I've got the following input inp = [{1:100}, {3:200}, {8:300}] and I would like to convert it to the dictionary. I can do
dct = dict()
for a in inp:
dct.update(a)
or I can do
_ = [dct.update(a) for a in inp]
But I would like to do something like:
map(dct.update, inp)
Method map builds a iterator, so the computes are made only when need it.

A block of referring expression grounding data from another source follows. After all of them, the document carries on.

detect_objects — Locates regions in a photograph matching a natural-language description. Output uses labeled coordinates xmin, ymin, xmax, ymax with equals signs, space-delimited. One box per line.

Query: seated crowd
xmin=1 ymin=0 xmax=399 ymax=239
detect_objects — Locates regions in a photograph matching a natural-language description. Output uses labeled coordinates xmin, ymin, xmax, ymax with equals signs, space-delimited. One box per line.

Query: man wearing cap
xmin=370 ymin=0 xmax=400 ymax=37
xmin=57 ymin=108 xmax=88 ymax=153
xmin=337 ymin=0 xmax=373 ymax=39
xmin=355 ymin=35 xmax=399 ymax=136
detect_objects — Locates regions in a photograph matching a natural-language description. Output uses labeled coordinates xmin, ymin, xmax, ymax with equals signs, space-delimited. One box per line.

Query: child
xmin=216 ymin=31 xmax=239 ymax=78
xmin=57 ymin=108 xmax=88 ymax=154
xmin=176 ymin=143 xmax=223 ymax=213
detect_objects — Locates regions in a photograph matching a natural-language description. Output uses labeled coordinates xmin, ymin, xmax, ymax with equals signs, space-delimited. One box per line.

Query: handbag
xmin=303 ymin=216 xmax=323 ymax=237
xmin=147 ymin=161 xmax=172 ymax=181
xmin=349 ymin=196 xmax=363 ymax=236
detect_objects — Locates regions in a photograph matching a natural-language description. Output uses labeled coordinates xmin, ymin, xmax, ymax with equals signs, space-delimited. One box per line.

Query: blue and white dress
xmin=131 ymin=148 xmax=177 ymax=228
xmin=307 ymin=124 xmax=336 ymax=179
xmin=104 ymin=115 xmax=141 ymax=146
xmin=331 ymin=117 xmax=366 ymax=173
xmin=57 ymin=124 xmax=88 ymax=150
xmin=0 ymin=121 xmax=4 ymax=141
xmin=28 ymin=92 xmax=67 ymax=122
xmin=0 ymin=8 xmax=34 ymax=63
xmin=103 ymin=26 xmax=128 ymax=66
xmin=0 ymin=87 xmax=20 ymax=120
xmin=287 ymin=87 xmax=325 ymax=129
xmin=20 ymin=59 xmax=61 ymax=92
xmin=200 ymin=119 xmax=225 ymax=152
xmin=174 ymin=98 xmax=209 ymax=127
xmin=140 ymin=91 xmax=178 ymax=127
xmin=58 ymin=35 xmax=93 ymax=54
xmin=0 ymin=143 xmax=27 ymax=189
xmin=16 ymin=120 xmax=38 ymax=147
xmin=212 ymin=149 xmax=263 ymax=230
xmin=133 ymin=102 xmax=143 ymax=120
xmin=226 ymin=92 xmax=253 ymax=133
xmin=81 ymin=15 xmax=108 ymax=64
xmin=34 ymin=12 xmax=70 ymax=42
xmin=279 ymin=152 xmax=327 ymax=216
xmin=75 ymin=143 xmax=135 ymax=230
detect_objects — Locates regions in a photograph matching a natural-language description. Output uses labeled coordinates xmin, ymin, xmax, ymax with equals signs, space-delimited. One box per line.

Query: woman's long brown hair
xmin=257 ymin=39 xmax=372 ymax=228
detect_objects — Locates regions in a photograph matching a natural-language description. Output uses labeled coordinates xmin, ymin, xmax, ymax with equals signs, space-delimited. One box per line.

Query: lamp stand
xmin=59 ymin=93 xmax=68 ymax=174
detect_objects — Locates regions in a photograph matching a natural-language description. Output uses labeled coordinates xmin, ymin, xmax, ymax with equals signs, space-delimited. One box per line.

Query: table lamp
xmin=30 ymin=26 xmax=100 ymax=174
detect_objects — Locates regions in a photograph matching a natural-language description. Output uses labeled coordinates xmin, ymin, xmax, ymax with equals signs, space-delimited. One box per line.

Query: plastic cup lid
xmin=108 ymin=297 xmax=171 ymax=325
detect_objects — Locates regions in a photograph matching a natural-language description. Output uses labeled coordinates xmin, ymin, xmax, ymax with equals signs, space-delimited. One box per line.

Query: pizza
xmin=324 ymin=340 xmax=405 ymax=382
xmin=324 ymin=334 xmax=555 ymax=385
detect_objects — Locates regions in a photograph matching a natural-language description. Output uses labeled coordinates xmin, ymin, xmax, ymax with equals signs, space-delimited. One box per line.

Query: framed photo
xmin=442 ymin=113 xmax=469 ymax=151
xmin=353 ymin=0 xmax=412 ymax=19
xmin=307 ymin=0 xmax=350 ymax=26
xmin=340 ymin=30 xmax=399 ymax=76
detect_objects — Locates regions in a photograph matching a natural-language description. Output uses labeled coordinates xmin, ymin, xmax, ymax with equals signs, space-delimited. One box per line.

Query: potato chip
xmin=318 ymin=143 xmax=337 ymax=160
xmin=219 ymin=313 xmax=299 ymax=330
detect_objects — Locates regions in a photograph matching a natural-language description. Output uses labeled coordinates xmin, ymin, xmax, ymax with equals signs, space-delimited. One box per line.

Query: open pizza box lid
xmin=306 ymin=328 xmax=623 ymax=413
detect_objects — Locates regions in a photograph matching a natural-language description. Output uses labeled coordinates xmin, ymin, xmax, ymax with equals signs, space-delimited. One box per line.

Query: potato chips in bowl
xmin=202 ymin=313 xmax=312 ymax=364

So you need to force the computing, using a list for example
list(map(dct.update, inp))
print(dct)
But you shouldn't use either the list comprehension or the map operation that are here to produce values
You'd better keep your for-loop or a dict-comprehension
dct = {key:val for item in inp for key,val in item.items()}
Why use map for this task?
If you want to solve it in one line you can just do:
dct={k:v for x in inp for k,v in x.items()}
With using Chain Map:
from collections import ChainMap
inp = [{1: 100}, {3: 200}, {8: 300}]
data = dict(ChainMap(*inp))
What you want is reduce, not map. map creates a sequence by applying a function to each element of the given sequence, whereas reduce accumulates an object over the sequence.
from functools import reduce
inp = [{1:100}, {3:200}, {8:300}]
dct = {}
reduce(lambda d1, d2: (d1.update(d2) or d1), inp, dct)
{1: 100, 3: 200, 8: 300}
This lambda part may look tricky. What this does is to create a function that updates a dict and returns the dictionary itself. This is because reduce expects the accumulating function returns the updated object while dict.update() returns None. Since None is interpreted as False, the or operator returns the second variable, which is the updated dictionary.
This or trick is credited to @kostya-goloveshko in this thread: Why doesn't a python dict.update() return the object?